I like it here. I plan to stay. But, for any foreigner planning forays into the rice paddies of Japan, here are some things to avoid, or at least be wary of.
1. Rice: healthy on paper, dangerous when consumed routinely for breakfast, lunch and dinner. Face it, anything you can eat a thousand of and not feel full is not a safe food-stuff. Also, once the digestive process takes hold, it’s pretty much glue. Go ahead, eat as much as you like, it’ll be in there forever.
2. Beer: it’s watery, non-descript and it flows like… water. The concept of drinking in moderation is not something that made it past the Sea of Japan. In fact, typical methods of drinking involve party plans, where a set (small) amount of money buys you all-you-can-drink for a set period of time not less than three hours. We’re talking pitchers and pitchers of beer lined up along the tables, being poured by angular Japanese men, until suddenly it’s 4 o’clock in the morning and the sun is rising and the crows are attacking the garbage and you’re careening down the streets of the red light district on someone else’s bicycle.

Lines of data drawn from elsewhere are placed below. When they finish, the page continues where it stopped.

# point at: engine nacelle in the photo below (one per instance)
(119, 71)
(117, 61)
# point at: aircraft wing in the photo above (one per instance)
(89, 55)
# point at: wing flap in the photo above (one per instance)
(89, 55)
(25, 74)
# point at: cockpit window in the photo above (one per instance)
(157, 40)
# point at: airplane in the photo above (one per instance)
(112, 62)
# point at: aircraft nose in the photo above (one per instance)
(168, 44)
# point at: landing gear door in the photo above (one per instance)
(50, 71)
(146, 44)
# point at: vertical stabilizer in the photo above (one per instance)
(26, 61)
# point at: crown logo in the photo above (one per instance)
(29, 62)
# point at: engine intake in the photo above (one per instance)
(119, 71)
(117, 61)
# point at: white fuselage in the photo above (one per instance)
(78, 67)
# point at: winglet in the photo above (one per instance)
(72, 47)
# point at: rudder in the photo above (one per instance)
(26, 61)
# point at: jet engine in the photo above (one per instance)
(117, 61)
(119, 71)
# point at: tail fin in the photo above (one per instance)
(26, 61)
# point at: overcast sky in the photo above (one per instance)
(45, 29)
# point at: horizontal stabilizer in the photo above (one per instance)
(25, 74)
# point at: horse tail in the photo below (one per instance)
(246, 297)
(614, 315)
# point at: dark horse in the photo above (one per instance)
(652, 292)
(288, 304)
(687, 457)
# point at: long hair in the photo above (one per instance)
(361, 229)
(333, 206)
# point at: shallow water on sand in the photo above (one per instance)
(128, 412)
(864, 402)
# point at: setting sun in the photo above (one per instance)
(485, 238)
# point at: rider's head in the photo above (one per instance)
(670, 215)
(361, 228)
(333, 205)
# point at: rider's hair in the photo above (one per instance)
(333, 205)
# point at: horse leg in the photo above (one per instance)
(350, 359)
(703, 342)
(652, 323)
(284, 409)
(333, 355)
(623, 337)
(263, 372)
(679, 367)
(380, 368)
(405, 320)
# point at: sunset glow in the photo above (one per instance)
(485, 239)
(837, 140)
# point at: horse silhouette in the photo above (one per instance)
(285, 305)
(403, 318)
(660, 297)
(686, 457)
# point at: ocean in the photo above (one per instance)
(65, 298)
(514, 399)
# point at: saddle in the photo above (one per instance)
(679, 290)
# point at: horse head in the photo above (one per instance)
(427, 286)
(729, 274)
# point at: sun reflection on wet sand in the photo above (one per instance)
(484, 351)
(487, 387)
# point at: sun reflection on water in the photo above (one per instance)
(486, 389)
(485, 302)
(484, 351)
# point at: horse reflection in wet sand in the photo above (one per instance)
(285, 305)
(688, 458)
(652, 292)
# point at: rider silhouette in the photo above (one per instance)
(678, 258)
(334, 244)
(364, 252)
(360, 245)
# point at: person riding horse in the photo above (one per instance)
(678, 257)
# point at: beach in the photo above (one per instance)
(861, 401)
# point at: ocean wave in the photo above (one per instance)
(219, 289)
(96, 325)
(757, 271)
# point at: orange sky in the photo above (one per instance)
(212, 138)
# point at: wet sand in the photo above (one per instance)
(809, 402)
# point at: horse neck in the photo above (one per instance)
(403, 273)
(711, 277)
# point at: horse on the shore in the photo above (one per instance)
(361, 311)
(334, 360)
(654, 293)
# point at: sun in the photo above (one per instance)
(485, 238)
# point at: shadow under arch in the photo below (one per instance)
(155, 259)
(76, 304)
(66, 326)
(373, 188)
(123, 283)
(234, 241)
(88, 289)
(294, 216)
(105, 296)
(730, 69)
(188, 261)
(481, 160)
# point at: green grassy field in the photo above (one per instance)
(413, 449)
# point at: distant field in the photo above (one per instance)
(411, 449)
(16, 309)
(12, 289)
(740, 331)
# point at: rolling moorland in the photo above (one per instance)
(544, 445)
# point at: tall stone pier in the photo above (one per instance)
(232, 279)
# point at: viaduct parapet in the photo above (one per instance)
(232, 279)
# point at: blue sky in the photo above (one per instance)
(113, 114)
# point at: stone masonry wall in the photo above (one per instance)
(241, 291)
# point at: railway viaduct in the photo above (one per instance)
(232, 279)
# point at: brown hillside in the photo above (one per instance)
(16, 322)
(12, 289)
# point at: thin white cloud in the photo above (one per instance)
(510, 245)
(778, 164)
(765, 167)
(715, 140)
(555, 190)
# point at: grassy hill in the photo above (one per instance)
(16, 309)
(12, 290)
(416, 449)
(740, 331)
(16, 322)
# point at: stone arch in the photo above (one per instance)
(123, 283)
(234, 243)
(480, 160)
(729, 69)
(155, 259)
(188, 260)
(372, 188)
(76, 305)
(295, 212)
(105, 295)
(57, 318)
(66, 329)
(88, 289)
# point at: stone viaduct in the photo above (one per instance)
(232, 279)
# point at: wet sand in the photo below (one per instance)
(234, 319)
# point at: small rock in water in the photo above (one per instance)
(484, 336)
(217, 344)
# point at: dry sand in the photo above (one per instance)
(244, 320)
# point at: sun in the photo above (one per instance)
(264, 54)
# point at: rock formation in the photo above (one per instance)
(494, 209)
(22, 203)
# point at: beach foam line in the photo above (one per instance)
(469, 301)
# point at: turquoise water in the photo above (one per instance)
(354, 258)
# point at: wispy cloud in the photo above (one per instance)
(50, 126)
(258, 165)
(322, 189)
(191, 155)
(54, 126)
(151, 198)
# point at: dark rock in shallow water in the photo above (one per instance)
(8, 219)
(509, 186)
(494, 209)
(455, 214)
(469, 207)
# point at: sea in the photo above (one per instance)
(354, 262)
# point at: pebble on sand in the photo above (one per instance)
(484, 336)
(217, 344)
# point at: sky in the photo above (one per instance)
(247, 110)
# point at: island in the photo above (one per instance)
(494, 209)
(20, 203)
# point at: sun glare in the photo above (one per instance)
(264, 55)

3. Crows: oh my god, the crows. Daphne du Maurier was clearly Japanese (you can tell by her last name). This is what inspired the novella. They’re huge, like vicious, black, flying, dive-bombing beagles. And they like hair, particularly red hair, wrapped around their claws and borne aloft to line their nests.
4. Host Boys: it’s the hair that gives them away, bleached and spiked, gravity-defying, less coiffure, more elegant weaponry. They loiter on street corners, slouchy and smug and alluring. They take you by the elbow and into a tiny lift that smells of smoke, and then they seat you at a table and smile and bring you champagne; and then two hours later they turf you back onto the street, less $300, dignity and several years of your life.
5. Earthquakes, tsunamis, nuclear power plants: not nearly as tourist-friendly as you might imagine.